Dravid displayed immaculate judgment about the location of his off stump and showed that while his kind of batting might be becoming rarer by the day, it is still very important for his team. Dravid left seven out of his first eight balls, two of them close to off and another that moved in, getting close to the line whenever he did so. His second instinct was to take singles, the short boundaries and the fast outfield could wait. Between them Gambhir and Dravid took 33 singles and wore the bowlers down.
When the pitch became easier for batting in the second session, and just when the second-wicket partnership seemed like putting it beyond New Zealand, the bowlers reaped rewards for disciplined bowling. Gambhir got out to a delivery that moved away from round the stumps. Dravid was allowed only two runs off his last 15 balls.
New Zealand utilised their limited resources excellently and did not allow India to run away with the game. If they could be faulted it was for being a touch on the shorter side, especially when the ball lost its hardness. Their other blip was the two difficult chances they failed to take either side of the tea break.
One of the beneficiaries, Sachin Tendulkar, made them pay. He was not his fluent self at the start but was not beaten often either; it was just that New Zealand made it hard for him to score. But Tendulkar waited, taking 11 balls to get off the mark, and once he was settled he played lovely shots. The straight drive off Vettori, the flick off Kyle Mills, and the backfoot punch off Chris Martin to bring up his fifty were his best.
Tendulkar's real test came against Jesse Ryder, who provided New Zealand with imagination when they were running short of ideas. Ryder gave nothing away, got the ball to move a bit, and almost had Tendulkar lbw but for an inside edge.

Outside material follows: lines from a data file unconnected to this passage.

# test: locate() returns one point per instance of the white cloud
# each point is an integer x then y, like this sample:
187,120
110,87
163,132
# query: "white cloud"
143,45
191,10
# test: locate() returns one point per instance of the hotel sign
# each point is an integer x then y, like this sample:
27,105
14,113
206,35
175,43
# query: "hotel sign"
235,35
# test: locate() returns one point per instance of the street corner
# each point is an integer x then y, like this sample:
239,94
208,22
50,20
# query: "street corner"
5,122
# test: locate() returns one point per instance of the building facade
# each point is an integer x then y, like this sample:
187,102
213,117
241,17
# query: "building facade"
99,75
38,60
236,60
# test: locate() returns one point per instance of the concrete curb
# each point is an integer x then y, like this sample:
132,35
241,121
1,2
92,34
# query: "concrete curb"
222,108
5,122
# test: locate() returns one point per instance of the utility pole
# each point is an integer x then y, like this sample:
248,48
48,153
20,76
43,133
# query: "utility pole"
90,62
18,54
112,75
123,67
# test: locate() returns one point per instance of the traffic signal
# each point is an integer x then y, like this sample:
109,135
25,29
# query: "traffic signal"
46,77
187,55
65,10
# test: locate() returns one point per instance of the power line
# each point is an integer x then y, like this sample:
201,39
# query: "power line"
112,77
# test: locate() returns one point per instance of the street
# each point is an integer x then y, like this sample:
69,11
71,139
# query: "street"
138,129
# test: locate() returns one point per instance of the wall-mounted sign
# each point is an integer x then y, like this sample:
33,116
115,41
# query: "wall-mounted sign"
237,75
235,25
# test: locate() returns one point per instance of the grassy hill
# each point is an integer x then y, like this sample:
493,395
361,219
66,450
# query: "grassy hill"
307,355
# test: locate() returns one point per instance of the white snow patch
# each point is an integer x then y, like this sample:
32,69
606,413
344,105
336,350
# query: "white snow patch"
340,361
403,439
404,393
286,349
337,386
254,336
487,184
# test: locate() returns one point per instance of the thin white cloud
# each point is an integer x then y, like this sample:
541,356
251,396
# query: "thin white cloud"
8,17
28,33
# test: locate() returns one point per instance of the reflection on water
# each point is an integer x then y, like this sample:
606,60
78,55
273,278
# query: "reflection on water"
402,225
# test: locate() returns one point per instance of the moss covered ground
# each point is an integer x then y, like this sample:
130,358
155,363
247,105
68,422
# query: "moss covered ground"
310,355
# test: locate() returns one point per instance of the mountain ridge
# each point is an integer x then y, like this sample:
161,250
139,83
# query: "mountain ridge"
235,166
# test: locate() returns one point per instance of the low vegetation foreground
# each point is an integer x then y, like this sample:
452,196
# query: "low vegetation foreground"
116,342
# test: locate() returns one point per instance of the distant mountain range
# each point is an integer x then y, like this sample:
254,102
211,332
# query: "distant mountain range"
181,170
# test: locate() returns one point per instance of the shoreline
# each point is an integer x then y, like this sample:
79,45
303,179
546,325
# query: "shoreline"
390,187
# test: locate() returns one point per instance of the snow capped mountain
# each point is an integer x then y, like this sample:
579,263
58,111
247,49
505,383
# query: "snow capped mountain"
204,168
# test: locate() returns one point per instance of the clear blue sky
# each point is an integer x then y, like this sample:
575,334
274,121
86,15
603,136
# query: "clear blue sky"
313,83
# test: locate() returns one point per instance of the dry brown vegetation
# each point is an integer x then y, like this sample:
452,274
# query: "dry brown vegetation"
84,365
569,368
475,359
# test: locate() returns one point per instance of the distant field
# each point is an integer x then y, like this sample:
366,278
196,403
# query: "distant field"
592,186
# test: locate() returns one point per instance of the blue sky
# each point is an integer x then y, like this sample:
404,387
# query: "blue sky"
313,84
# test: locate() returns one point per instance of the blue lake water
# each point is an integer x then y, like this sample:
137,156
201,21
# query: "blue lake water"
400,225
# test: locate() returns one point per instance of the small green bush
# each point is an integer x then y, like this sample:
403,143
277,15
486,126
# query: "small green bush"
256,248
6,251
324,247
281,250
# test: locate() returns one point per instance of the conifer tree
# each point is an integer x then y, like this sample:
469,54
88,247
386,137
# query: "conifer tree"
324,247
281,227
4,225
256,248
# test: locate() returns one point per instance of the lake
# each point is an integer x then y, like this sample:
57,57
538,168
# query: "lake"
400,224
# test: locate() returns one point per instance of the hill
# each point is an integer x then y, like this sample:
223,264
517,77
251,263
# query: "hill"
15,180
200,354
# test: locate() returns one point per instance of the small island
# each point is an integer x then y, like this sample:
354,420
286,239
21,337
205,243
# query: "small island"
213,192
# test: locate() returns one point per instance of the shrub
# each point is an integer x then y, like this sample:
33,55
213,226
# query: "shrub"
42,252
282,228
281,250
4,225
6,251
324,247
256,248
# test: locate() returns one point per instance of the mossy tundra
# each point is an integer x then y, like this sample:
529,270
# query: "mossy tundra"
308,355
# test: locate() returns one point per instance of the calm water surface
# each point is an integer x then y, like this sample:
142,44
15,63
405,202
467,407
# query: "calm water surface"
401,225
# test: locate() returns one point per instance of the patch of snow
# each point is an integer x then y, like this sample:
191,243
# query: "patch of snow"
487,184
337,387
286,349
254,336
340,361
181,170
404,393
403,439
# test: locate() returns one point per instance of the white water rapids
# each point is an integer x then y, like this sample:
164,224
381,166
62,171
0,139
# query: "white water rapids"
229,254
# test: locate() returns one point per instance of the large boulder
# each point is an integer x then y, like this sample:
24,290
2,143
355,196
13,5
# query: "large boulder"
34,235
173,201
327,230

Tendulkar survived that period, and after Laxman fell in the first over with the second new ball, he stepped up a gear. He hit the new ball six times to the boundary, scoring 30 off 29, and provided India with the decisive edge, which was expected at the start of the day. In achieving that goal though, a new - in terms of this series - route had to be taken. New Zealand made India work hard for runs, India showed they were prepared to do so.